Experiment Tracking

Experiment tracking is essential for understanding what works, reproducing results, and collaborating effectively. This guide covers configuration management, experiment logging, and model registry.

Why Track Experiments?

Reproducibility

Record exact configurations, data versions, and code commits

Comparison

Compare metrics across different hyperparameters and architectures

Collaboration

Share results and insights with team members

Debugging

Diagnose training issues with detailed logs and visualizations

Configuration Management

JSON Configuration Files

The reference implementations use JSON for configuration:

conf/example.json

{
  "model_name_or_path": "google/mobilebert-uncased",
  "train_file": "./data/train.csv",
  "validation_file": "./data/val.csv",
  "output_dir": "results",
  
  "max_seq_length": 128,
  "per_device_train_batch_size": 32,
  "per_device_eval_batch_size": 32,
  "learning_rate": 5e-05,
  "num_train_epochs": 5,
  
  "eval_strategy": "steps",
  "eval_steps": 250,
  "logging_steps": 250,
  "save_steps": 250,
  
  "load_best_model_at_end": true,
  "metric_for_best_model": "eval_f1",
  "report_to": ["wandb"]
}

Loading Configuration

Use HuggingFace’s HfArgumentParser for type-safe config loading:

from transformers import HfArgumentParser, TrainingArguments
from classic_example.config import ModelArguments, DataTrainingArguments

def get_config(config_path: Path):
    parser = HfArgumentParser(
        (ModelArguments, DataTrainingArguments, TrainingArguments)
    )
    model_args, data_args, training_args = parser.parse_json_file(config_path)
    return model_args, data_args, training_args

# Load from JSON
model_args, data_args, training_args = get_config("conf/example.json")

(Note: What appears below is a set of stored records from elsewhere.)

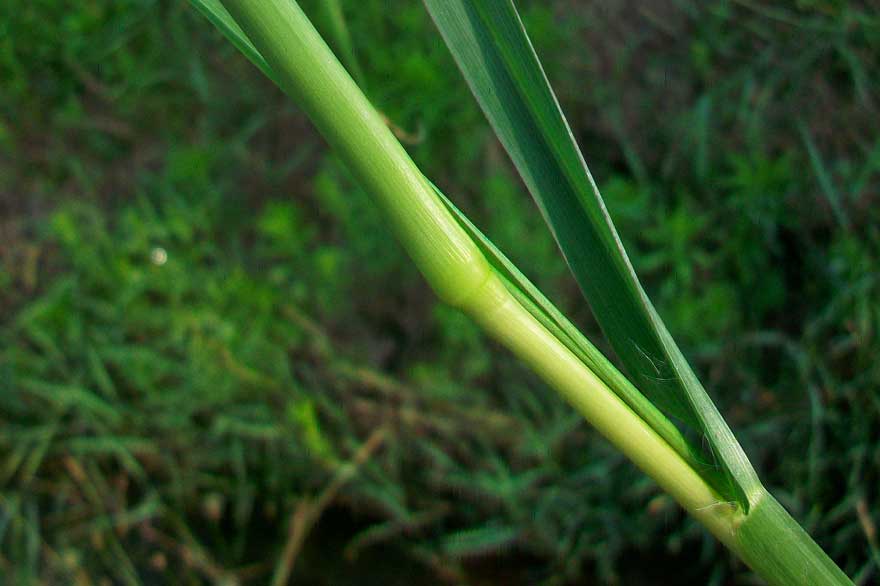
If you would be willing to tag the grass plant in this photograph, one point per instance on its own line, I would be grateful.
(719, 488)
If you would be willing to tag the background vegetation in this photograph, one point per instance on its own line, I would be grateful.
(211, 350)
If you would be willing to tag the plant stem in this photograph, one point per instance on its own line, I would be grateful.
(305, 68)
(768, 539)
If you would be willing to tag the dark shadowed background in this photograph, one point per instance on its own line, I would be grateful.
(216, 366)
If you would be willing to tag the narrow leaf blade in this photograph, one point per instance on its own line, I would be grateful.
(490, 45)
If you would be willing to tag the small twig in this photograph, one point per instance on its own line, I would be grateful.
(308, 511)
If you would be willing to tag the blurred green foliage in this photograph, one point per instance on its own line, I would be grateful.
(204, 318)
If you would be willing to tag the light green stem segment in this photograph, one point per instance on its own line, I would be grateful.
(306, 69)
(452, 263)
(768, 539)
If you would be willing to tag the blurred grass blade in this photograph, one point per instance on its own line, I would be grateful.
(215, 12)
(491, 47)
(341, 37)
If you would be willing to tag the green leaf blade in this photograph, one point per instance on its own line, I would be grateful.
(490, 45)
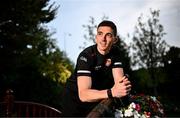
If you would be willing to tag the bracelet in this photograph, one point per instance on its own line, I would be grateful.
(109, 93)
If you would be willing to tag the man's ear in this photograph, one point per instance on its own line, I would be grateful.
(115, 40)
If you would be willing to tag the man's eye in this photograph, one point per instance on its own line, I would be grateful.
(109, 35)
(99, 33)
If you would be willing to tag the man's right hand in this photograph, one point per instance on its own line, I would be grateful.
(122, 88)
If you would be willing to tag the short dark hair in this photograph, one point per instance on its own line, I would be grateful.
(110, 24)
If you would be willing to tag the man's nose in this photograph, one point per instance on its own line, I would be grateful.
(105, 36)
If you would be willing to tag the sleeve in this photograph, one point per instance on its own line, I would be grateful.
(83, 67)
(116, 58)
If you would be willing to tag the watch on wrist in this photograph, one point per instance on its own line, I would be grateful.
(109, 93)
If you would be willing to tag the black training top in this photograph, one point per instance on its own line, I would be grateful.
(99, 67)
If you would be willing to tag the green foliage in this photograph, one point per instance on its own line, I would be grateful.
(31, 63)
(148, 45)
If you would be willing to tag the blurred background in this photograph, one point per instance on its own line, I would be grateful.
(40, 41)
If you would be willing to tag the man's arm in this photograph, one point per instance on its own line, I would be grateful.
(122, 85)
(86, 94)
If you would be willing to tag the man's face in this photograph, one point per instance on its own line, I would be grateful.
(104, 39)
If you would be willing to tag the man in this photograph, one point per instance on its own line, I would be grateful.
(98, 74)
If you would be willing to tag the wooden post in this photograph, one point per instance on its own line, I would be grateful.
(9, 102)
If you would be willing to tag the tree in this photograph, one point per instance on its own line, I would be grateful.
(148, 45)
(31, 63)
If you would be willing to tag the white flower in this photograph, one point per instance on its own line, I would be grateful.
(128, 112)
(118, 113)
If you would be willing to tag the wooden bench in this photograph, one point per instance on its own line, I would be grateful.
(11, 108)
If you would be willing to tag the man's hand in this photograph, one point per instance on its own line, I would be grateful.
(122, 88)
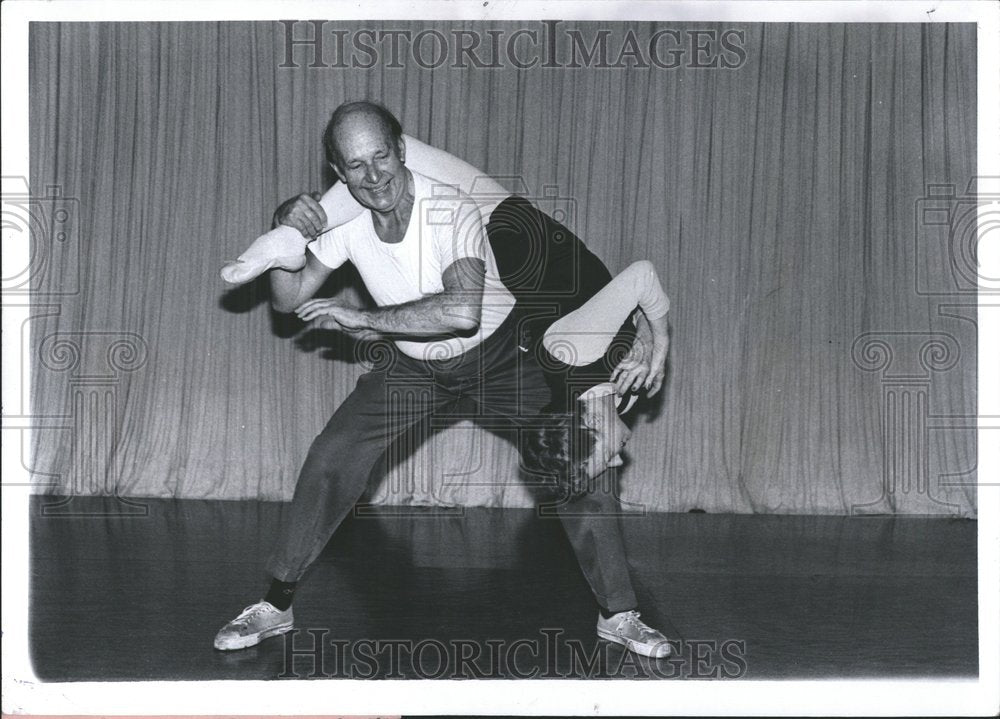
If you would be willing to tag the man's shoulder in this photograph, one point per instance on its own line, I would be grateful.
(427, 189)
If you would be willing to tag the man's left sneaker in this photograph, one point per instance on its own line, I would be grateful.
(627, 629)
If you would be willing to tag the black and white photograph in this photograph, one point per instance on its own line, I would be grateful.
(467, 358)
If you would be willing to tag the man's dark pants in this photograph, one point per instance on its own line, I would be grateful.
(507, 388)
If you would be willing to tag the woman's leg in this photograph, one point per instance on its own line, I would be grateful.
(582, 336)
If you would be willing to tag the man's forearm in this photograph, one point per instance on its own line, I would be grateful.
(285, 289)
(443, 313)
(652, 335)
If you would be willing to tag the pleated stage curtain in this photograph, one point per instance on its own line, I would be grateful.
(813, 369)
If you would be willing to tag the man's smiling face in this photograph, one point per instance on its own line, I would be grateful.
(370, 162)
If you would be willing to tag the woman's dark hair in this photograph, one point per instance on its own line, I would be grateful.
(389, 121)
(558, 450)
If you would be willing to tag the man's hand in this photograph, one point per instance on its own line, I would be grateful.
(327, 311)
(641, 368)
(304, 213)
(644, 367)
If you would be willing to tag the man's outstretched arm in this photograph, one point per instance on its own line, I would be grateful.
(290, 289)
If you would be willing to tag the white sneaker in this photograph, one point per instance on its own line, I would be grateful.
(256, 622)
(627, 629)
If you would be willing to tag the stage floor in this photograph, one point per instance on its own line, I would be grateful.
(422, 593)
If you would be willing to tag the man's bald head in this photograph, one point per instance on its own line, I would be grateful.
(362, 113)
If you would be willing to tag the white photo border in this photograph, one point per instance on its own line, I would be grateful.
(24, 694)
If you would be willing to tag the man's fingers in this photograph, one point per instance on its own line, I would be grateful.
(314, 211)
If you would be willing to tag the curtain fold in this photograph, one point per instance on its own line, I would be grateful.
(779, 201)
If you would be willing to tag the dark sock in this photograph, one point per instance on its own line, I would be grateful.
(281, 594)
(607, 614)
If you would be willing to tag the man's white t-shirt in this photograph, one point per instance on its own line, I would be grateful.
(445, 225)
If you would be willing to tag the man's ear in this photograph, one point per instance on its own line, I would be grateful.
(336, 170)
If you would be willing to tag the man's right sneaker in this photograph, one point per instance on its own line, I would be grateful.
(627, 629)
(256, 622)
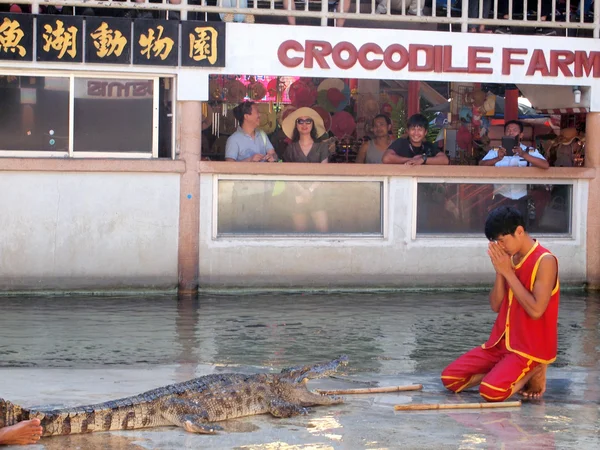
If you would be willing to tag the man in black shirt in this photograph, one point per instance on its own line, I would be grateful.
(414, 150)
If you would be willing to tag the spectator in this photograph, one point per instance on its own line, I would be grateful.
(248, 143)
(343, 6)
(514, 194)
(230, 17)
(414, 150)
(372, 150)
(304, 126)
(474, 14)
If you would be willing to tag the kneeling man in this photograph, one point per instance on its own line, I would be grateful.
(525, 296)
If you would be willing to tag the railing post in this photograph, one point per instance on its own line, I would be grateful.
(592, 159)
(183, 12)
(464, 16)
(596, 19)
(324, 10)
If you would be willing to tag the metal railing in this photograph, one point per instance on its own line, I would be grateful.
(560, 15)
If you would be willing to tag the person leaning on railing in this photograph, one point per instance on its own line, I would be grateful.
(372, 150)
(514, 194)
(342, 6)
(230, 17)
(414, 150)
(248, 143)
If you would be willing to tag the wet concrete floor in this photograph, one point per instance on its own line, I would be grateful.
(57, 352)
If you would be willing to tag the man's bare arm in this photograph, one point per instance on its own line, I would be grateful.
(390, 157)
(497, 293)
(536, 302)
(438, 160)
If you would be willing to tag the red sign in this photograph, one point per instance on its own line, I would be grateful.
(437, 58)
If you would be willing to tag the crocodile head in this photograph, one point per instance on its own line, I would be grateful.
(11, 413)
(319, 370)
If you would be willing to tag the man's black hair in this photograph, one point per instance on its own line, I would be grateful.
(417, 120)
(384, 117)
(502, 221)
(517, 122)
(241, 110)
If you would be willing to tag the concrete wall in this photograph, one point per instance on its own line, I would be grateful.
(71, 231)
(398, 259)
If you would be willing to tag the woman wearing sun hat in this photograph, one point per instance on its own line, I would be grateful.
(304, 126)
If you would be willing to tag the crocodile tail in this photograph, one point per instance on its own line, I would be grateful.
(11, 413)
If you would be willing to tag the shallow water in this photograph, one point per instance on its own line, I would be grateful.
(385, 334)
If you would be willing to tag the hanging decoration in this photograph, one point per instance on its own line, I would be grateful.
(333, 95)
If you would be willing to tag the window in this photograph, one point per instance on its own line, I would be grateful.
(299, 207)
(461, 208)
(34, 113)
(86, 116)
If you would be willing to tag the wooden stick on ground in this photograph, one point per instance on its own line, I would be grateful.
(422, 407)
(412, 387)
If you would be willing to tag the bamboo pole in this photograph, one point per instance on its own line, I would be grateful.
(412, 387)
(423, 407)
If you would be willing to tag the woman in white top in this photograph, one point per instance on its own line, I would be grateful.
(372, 151)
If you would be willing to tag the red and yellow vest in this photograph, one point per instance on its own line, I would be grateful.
(530, 338)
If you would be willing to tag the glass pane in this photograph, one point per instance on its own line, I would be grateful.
(444, 208)
(299, 207)
(34, 113)
(113, 115)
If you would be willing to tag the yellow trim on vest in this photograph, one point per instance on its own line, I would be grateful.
(535, 269)
(464, 385)
(526, 255)
(508, 346)
(487, 397)
(557, 287)
(494, 387)
(448, 377)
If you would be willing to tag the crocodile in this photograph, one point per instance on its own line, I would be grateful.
(194, 405)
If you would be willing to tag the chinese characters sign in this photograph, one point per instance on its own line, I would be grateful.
(156, 42)
(60, 38)
(108, 40)
(203, 44)
(16, 37)
(111, 40)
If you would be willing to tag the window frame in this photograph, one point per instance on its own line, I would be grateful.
(72, 152)
(574, 221)
(384, 205)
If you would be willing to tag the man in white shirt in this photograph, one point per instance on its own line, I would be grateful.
(514, 194)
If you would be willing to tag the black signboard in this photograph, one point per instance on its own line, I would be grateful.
(16, 37)
(112, 40)
(203, 44)
(107, 40)
(59, 38)
(156, 42)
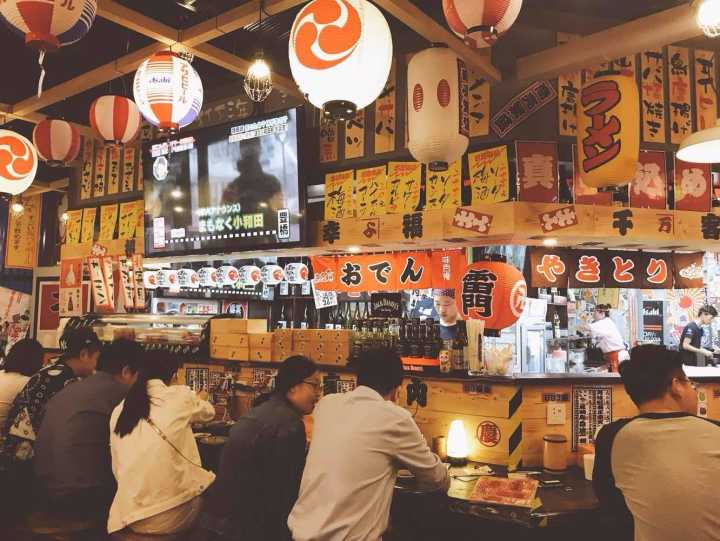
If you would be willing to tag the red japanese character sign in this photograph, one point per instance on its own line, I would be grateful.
(609, 131)
(492, 291)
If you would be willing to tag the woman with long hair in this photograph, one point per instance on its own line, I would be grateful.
(155, 459)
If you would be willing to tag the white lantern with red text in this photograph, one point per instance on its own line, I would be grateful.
(115, 118)
(56, 141)
(168, 91)
(340, 54)
(18, 163)
(481, 22)
(438, 114)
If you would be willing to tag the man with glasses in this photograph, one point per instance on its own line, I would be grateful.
(658, 472)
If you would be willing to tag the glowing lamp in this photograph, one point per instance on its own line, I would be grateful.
(457, 445)
(340, 55)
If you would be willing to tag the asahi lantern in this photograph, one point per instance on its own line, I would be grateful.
(492, 291)
(608, 140)
(437, 105)
(272, 274)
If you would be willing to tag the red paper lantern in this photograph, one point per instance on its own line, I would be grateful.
(492, 291)
(57, 142)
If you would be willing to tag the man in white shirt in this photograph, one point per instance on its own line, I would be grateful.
(360, 439)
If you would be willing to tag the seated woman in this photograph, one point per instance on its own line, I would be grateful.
(155, 459)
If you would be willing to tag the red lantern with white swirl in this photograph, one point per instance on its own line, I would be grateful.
(438, 112)
(18, 163)
(340, 54)
(57, 142)
(116, 119)
(492, 291)
(481, 22)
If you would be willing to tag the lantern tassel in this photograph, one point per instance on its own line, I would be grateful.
(41, 59)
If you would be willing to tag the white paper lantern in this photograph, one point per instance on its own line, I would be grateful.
(438, 114)
(168, 91)
(18, 162)
(340, 54)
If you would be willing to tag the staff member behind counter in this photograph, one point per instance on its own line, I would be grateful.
(607, 337)
(691, 349)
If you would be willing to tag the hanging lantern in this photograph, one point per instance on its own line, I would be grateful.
(438, 113)
(340, 55)
(48, 26)
(608, 139)
(57, 142)
(492, 291)
(115, 119)
(481, 22)
(18, 163)
(168, 91)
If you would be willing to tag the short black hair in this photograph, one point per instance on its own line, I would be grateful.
(380, 369)
(121, 353)
(707, 309)
(25, 357)
(650, 371)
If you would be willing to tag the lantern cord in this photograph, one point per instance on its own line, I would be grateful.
(41, 59)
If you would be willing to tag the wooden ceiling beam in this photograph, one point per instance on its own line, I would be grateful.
(662, 28)
(417, 20)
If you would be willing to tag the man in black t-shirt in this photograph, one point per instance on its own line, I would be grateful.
(691, 338)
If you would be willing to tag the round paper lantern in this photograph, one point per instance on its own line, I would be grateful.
(438, 113)
(481, 22)
(18, 163)
(168, 91)
(608, 139)
(56, 141)
(340, 54)
(492, 291)
(115, 118)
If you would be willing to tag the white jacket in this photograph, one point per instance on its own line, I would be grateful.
(151, 476)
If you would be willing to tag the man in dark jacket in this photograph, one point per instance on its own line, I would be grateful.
(262, 463)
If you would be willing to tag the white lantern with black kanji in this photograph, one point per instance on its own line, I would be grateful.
(438, 114)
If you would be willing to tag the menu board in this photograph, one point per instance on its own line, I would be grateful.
(592, 408)
(653, 322)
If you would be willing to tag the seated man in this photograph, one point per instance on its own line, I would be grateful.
(359, 441)
(661, 469)
(72, 451)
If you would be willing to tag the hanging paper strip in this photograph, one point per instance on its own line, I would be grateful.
(649, 187)
(73, 227)
(100, 171)
(355, 136)
(538, 177)
(693, 186)
(113, 182)
(442, 188)
(128, 220)
(479, 89)
(705, 91)
(127, 281)
(71, 288)
(108, 220)
(681, 113)
(86, 174)
(370, 191)
(386, 115)
(403, 187)
(339, 201)
(489, 175)
(88, 225)
(139, 287)
(128, 181)
(654, 115)
(23, 235)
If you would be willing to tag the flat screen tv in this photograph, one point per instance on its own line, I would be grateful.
(226, 188)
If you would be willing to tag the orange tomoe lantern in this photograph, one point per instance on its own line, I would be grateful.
(493, 291)
(609, 131)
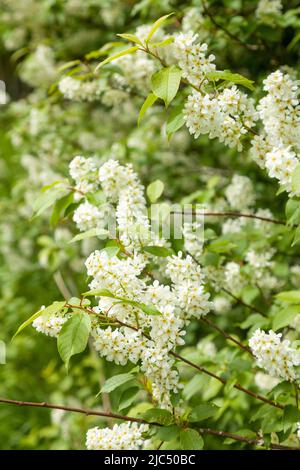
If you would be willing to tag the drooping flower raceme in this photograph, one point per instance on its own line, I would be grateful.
(126, 436)
(274, 355)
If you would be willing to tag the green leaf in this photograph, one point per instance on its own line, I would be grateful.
(155, 190)
(158, 251)
(131, 38)
(128, 397)
(289, 296)
(98, 293)
(111, 251)
(167, 433)
(191, 440)
(175, 121)
(93, 232)
(295, 183)
(296, 238)
(202, 412)
(48, 198)
(291, 415)
(50, 310)
(149, 101)
(157, 25)
(73, 336)
(59, 208)
(285, 317)
(158, 415)
(116, 381)
(131, 50)
(230, 77)
(165, 42)
(165, 83)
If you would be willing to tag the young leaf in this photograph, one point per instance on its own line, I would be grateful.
(191, 440)
(175, 121)
(73, 336)
(93, 232)
(285, 317)
(231, 77)
(116, 56)
(157, 25)
(155, 190)
(158, 251)
(159, 415)
(202, 412)
(165, 83)
(149, 101)
(131, 38)
(296, 179)
(289, 296)
(51, 309)
(116, 381)
(127, 398)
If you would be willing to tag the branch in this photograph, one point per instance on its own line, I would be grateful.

Hydra Configuration (Alternative)

For more complex projects, use Hydra for hierarchical configuration:

config.yaml

model:
  name: bert-base-uncased
  num_labels: 2

data:
  train_file: data/train.csv
  val_file: data/val.csv
  max_length: 128

trainer:
  batch_size: 32
  learning_rate: 5e-5
  num_epochs: 5

Hydra enables config composition, command-line overrides, and multi-run sweeps for hyperparameter search.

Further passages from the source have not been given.